Helen Yu He, CS PhD Student

In this talk, we are going to introduce our NSF proposal about a unique problem of pattern matching with wildcards and length constraints. Given a pattern P and a text T, a substring S in T is a matching string of P if (1) the number of wildcards between each two consecutive pattern letters in S and (2) length of S are both bounded by the user's specifications. We have designed a preliminary algorithm SAIL for solving this problem in an on-line fashion. Since the original problem is complicated, we are going to talk about our short-term and long-term plans for solving this problem.

Efficient Processing of Window-based Aggregation Join Queries over Data Streams using Query Transformations

Tri Tran, CS PhD Student

Our research concerns the problem of efficiently processing window-based aggregation join queries over data streams. These queries involve both join and aggregation operations, and handling them in combination allows for better optimization. Our focus is on query transformations from the original query execution plans. For this, we first introduce new stream operators: aggregation set update and aggregation set join. Then, we propose query transformation rules based on the idea of performing aggregation before joins so that join input cardinalities may be reduced while using the operators for continuous incremental processing. Through experiments, we confirm the efficiency advantage of transformed query execution plans over the original ones. Our ongoing work is to consider the optimization usage problem in the cases of insufficient memory space and computation resource. We define two error metrics as objective functions and formulate optimization problems for different cases of resource usage. For the problem involving multi-way join among multiple streams, it is recognized as an unsolvable problem, we propose heuristics to find the system parameters.

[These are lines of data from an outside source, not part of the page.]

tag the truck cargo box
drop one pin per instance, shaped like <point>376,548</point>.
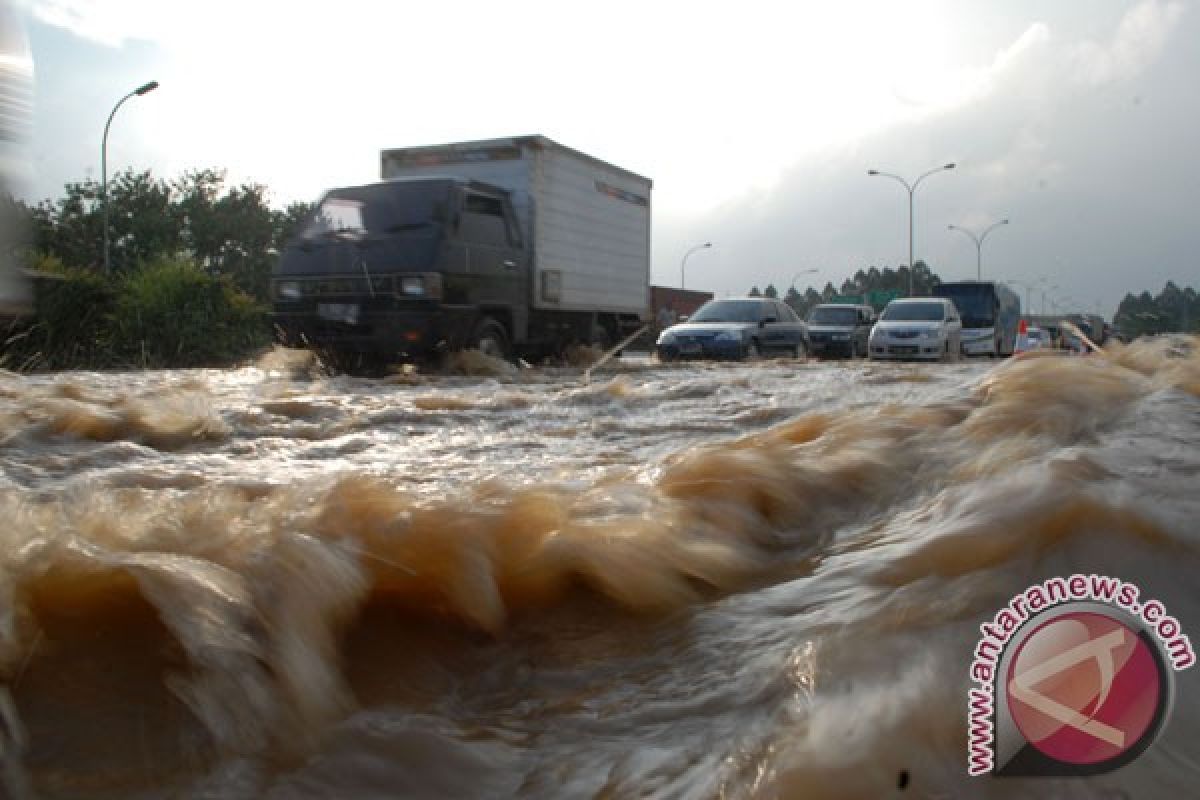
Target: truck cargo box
<point>588,221</point>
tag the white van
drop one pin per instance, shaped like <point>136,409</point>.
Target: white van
<point>918,328</point>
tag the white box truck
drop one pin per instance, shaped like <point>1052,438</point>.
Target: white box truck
<point>513,246</point>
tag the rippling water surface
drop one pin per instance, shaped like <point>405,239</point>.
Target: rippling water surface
<point>709,581</point>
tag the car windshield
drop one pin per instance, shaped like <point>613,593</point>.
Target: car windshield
<point>915,312</point>
<point>833,316</point>
<point>729,311</point>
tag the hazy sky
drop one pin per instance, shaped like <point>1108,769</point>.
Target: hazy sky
<point>757,121</point>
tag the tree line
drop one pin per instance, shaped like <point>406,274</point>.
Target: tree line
<point>226,230</point>
<point>863,282</point>
<point>1173,310</point>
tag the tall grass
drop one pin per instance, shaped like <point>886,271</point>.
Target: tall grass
<point>169,313</point>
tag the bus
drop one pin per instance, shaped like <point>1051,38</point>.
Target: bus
<point>990,313</point>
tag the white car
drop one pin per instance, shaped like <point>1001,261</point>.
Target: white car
<point>917,328</point>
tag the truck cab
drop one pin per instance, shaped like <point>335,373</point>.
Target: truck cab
<point>405,268</point>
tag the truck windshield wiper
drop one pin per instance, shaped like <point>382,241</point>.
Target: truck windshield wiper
<point>343,233</point>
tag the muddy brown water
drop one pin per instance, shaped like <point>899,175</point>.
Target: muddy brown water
<point>699,581</point>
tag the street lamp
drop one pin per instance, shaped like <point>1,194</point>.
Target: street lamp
<point>684,262</point>
<point>978,241</point>
<point>912,188</point>
<point>103,158</point>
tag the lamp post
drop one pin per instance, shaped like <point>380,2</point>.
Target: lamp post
<point>811,271</point>
<point>683,264</point>
<point>1029,292</point>
<point>912,188</point>
<point>978,241</point>
<point>1044,289</point>
<point>103,160</point>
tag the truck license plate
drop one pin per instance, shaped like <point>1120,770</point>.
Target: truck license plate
<point>339,312</point>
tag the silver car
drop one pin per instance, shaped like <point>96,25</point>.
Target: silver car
<point>917,328</point>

ACE: An Aggressive Classifier Ensemble with Error Detection, Correction and Cleansing

Yan Zhang, CS PhD Student

Given a dataset with deceptive information in it, how to locate the suspicious instances and attributes so as to benefit further data mining procedures is a very important issue. The essential goal is to reduce noise impacts and enhance the learners built from deception corrupted data. In this work, we provide a novel framework that unifies error detection, correction and data cleansing to build an aggressive classifier ensemble for effective learning from noisy data. Experimental comparisons will demonstrate that such an aggressive classifier ensemble is superior to the model built from the original noisy data, and is more reliable in enhancing the learning accuracy from noisy data sources, in comparison with data correction or cleansing efforts.